荣国公哪里听不出姜氏的问候中暗藏着一丝幸灾乐祸,他噎了口气,又见庄敏静噙着眼泪站在一旁,心中烦闷更甚,最终冲着陈姨娘扔下一句“好自为之”,甩袖出了院子。
身后,只余陈姨娘悲哭之声。
荣国公独自回到书房,发上衣衫被雨水浸得濡湿,他无心换洗,只静静地站在窗前迎风而立,雨帘声声落在芭蕉叶上,愁人耳,难成眠。

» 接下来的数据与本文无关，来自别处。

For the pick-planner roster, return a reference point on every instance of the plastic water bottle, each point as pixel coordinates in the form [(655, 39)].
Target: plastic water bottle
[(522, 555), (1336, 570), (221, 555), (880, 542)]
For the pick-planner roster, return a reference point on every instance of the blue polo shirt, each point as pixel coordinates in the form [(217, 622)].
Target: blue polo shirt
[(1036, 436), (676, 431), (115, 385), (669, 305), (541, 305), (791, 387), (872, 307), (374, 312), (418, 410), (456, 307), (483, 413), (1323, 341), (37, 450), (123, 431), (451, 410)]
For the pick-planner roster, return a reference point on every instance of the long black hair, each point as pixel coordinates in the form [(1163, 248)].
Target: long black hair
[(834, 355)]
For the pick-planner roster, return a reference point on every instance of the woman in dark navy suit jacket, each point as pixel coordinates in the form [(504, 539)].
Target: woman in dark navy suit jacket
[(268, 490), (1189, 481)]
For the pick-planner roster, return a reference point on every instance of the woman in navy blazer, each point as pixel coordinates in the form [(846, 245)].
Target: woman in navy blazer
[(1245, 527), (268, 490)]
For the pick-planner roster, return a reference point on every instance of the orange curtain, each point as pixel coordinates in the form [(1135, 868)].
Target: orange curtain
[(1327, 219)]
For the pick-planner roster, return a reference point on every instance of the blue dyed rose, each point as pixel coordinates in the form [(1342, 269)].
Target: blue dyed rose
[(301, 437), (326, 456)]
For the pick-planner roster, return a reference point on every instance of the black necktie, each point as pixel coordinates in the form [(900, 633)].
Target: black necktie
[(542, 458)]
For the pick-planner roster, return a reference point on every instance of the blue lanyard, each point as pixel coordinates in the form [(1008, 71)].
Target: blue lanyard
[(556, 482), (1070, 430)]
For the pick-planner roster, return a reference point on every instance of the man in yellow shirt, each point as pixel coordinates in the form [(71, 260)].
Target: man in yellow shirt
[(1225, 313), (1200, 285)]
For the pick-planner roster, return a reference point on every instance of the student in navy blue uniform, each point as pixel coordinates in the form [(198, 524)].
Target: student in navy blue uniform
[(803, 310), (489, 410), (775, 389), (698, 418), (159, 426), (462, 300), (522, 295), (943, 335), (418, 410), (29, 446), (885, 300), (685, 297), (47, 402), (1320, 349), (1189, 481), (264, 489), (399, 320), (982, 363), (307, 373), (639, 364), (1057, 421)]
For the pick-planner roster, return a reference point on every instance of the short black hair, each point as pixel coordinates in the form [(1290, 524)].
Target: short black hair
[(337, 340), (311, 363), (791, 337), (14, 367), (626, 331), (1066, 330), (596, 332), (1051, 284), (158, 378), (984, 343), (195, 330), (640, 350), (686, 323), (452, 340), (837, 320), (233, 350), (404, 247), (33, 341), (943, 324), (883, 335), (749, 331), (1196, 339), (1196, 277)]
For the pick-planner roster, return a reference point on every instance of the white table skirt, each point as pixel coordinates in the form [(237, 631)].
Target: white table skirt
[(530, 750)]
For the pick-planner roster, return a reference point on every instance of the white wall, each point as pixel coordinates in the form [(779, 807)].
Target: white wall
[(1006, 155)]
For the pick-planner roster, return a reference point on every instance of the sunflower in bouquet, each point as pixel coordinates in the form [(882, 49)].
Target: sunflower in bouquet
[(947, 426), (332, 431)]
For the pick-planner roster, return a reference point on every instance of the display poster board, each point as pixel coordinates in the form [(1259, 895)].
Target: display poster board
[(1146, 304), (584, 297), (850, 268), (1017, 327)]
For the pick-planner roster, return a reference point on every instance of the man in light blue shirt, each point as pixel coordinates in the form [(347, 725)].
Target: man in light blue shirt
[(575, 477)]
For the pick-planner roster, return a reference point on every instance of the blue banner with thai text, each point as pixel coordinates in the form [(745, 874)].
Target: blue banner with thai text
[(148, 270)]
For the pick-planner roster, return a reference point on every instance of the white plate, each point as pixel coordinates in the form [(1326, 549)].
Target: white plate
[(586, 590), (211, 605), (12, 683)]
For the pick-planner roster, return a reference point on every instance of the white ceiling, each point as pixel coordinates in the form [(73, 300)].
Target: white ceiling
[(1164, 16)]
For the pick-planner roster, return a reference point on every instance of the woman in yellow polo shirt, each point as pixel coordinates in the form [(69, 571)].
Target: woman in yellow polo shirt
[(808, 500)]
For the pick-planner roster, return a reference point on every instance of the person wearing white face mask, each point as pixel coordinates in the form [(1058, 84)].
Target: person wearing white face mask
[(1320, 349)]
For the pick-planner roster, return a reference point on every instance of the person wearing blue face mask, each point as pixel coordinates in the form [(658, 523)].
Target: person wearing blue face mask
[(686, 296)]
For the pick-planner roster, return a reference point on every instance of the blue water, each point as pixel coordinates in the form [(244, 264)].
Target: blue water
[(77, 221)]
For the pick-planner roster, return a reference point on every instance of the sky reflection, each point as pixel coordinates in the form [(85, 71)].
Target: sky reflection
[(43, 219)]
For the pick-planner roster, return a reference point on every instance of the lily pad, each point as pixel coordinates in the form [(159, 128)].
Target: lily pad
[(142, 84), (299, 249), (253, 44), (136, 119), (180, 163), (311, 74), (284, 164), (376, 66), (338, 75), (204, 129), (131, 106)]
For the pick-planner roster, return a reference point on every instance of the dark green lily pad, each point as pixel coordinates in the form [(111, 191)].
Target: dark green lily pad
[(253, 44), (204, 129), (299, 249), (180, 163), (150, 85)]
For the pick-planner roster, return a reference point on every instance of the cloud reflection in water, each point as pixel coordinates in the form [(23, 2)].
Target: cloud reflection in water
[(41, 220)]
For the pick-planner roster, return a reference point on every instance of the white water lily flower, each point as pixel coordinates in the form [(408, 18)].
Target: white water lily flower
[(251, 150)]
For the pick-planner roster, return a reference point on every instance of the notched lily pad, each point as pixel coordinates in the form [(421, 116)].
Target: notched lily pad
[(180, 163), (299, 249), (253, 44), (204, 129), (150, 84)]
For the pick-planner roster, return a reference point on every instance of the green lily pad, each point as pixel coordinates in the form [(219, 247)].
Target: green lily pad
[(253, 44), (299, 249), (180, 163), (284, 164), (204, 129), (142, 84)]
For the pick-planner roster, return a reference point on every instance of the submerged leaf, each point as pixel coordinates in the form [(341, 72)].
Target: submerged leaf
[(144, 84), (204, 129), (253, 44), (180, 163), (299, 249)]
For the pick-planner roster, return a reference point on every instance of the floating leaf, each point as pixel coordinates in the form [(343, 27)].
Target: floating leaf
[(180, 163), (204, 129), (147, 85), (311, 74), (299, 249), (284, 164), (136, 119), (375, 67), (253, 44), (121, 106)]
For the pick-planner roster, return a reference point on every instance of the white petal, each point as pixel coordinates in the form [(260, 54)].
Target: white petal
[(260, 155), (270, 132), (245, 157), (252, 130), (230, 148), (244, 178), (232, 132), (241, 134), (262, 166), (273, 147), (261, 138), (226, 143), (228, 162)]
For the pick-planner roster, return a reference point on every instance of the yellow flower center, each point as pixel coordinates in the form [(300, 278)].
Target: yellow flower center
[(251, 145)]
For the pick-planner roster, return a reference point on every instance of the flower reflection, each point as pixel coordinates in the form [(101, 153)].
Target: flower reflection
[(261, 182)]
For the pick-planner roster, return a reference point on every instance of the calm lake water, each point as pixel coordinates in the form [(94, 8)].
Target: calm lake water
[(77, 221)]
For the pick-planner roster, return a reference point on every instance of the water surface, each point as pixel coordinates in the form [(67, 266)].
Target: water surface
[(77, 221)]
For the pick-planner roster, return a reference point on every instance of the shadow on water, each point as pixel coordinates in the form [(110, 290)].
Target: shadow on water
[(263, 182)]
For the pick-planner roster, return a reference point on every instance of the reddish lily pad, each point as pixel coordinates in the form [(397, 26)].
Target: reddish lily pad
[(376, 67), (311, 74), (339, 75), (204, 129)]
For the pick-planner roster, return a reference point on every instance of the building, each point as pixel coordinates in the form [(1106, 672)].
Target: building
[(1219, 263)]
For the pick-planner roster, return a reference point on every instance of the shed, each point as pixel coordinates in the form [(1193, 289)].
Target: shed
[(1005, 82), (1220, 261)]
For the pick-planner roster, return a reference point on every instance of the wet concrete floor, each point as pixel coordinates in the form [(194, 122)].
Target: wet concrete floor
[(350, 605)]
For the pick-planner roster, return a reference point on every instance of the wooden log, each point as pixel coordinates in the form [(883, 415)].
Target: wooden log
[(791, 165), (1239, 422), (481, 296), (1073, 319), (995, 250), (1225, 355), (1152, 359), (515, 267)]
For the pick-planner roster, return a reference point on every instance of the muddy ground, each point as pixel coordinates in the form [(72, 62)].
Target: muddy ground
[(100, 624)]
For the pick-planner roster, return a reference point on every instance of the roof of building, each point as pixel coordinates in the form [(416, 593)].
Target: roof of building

荣国公悠悠地叹了口气,这些天他被陈姨娘伺候得很好,难免冷落了白露,孰料今日有侍卫上报白露忽遭神秘人士刺杀,他大惊之下只当背后之人是冲着自己而来,白露只是替他受过。
他匆匆赶去安抚,谁知一路查问下来,所有证据皆指向陈姨娘族叔家,她这位族叔不一般,素来与江湖势力牵扯颇深,荣国公一直都知道,甚至帮忙遮掩过一些丑事,因此几乎没有怀疑便派人前去捉拿,可惜终究晚了,等侍卫们赶到,对方早已人去楼空。
荣国公听闻侍卫们地回报,一时间只觉得难以置信,什么时候,陈姨娘的势力竟已强横至此?如若有一天她反过头来对付自己,是否同样神不知鬼不觉?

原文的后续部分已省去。